The Incredible Shrinking New York Knicks

The New York Knicks have made very few player transactions this offseason to improve their roster. They certainly have lacked the bold, big moves that other teams in the Eastern Conference have made to shake up their respective rosters in preparation for the 2017-18 NBA season.

The Knicks went out and signed Tim Hardaway Jr. to a contract that is still a “head scratcher” to many in the pro basketball industry. They have done very little outside of the NBA Draft to improve the roster. The front office keeps reiterating that it is committed to rebuilding around a young core of players, most notably, budding star Kristaps Porzingis.

The word “rebuilding” makes Knicks fans cringe because the team feels like it has been in a cycle of rebuilding for the better part of 15 years with no real results to show for that period of time. That “company line” about commitment to young players would be better received if the team did not have over half of their salary cap dollars dedicated to three veteran players: Carmelo Anthony, Joakim Noah, and Courtney Lee.

The Knicks have been trying to move Anthony and his huge contract to the Houston Rockets (Anthony has a no trade clause but will lift it for certain teams) but those talks have slowed to a crawl in the past few weeks. The Carmelo contract hinders the Knicks from a salary cap standpoint from improving the team, and on the court it hinders them from moving into a full rebuild with a youth movement fully engaged to reinvigorate the core of the team.

The Noah contract is essentially unmovable right now because he is injured and coming off two surgeries; no team would want to take a risk on him until he proves he can still play. New York would not trade him until some point during the season because they would be “selling low” on his value by trading him at any point this summer. His contract also makes it difficult for the salary numbers to even out and meet league approval, so any trade with Noah is probably going to have to involve a third team and/or an expiring contract that is huge from another team.

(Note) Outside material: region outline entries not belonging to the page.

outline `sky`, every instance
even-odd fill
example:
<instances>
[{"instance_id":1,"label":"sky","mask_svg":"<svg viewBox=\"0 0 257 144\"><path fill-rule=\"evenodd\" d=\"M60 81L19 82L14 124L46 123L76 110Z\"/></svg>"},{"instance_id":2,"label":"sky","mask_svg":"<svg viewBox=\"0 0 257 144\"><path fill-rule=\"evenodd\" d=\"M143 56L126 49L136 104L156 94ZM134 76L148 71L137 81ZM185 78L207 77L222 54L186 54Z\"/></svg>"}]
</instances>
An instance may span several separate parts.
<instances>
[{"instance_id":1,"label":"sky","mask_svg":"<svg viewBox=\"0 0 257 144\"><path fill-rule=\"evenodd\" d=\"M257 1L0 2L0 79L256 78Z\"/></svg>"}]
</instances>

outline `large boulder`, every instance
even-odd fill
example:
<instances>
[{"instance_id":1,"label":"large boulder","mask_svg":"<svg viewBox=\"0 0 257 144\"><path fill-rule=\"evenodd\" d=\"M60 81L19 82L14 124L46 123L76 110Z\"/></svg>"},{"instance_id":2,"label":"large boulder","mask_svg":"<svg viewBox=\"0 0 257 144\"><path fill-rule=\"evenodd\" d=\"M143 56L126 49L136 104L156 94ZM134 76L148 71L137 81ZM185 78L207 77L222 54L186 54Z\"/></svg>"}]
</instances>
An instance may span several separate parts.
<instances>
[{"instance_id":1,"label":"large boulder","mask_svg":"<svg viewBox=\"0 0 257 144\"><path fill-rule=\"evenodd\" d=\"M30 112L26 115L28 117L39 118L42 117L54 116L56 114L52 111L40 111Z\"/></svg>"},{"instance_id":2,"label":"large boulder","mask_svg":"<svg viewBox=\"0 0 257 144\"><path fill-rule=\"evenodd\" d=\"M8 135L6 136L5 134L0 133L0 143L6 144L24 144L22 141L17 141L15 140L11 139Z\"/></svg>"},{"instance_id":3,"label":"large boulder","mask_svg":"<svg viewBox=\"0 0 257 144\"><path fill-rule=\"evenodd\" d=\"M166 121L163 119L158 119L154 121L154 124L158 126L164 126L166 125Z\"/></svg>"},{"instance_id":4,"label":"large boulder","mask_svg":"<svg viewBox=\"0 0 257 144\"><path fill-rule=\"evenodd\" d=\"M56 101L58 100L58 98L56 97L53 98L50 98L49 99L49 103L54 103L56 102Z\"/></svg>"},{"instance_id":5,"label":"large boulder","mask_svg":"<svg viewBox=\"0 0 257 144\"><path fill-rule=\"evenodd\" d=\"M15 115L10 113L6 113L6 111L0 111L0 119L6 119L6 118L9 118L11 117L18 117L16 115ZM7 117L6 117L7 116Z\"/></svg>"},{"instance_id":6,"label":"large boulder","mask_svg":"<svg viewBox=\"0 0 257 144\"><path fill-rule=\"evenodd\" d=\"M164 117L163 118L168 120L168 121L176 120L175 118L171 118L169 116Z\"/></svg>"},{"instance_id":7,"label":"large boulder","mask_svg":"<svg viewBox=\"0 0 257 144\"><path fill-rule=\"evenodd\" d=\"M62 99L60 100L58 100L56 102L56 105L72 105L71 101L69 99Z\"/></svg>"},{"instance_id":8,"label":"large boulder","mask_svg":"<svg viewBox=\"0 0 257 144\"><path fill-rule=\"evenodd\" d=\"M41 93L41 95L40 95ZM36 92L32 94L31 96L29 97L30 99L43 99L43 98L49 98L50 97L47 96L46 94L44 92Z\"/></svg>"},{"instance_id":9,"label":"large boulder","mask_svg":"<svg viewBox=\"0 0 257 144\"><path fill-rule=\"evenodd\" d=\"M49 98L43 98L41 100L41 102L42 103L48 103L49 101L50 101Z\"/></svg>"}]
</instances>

Meanwhile, the Toronto Raptors improved their roster by signing their core players to contract extensions and adding pieces to improve an already playoff caliber roster. They are positioning themselves to take on the Celtics and Cavs in the East.

The Indiana Pacers moved on from Paul George and that distraction that would have been like a weight on their chest all season. They received a nice haul from the Oklahoma City Thunder in return to begin to take their rebuild into the next phase.

The Boston Celtics and Cleveland Cavaliers hooked up on a monster trade sending Kyrie Irving to Beantown, and Isiah Thomas to play with LeBron and Kevin Love. That trade made both teams better because Cleveland got other valuable assets to prepare for the future.

The Philadelphia 76ers seem poised for a breakout season and suddenly emerge with young, top-notch prospect players with high athletic skills at each position. The Washington Wizards also locked up their key core players and are building a roster to make another deep playoff run.

The Knicks have been idling in neutral while all of this is taking place around them. They are seemingly consumed by trading Carmelo Anthony, who has a no trade clause, and his market is severely limited in the first place. They are shrinking while everyone else is growing and improving their respective roster components.

The front office is reshuffled after the failed Phil Jackson experiment, but I do not see the direction for this team. I think they could have been more aggressive in pursuing other avenues to improve the team this summer. They have needs at a few positions, notably at point guard.

The East continues to improve, and if the Knicks cannot move on from Anthony or the bloated contracts given to Noah and Courtney Lee, then I am not sure how they can make the necessary changes to this roster to get younger. It is a mess, and there is no end in sight.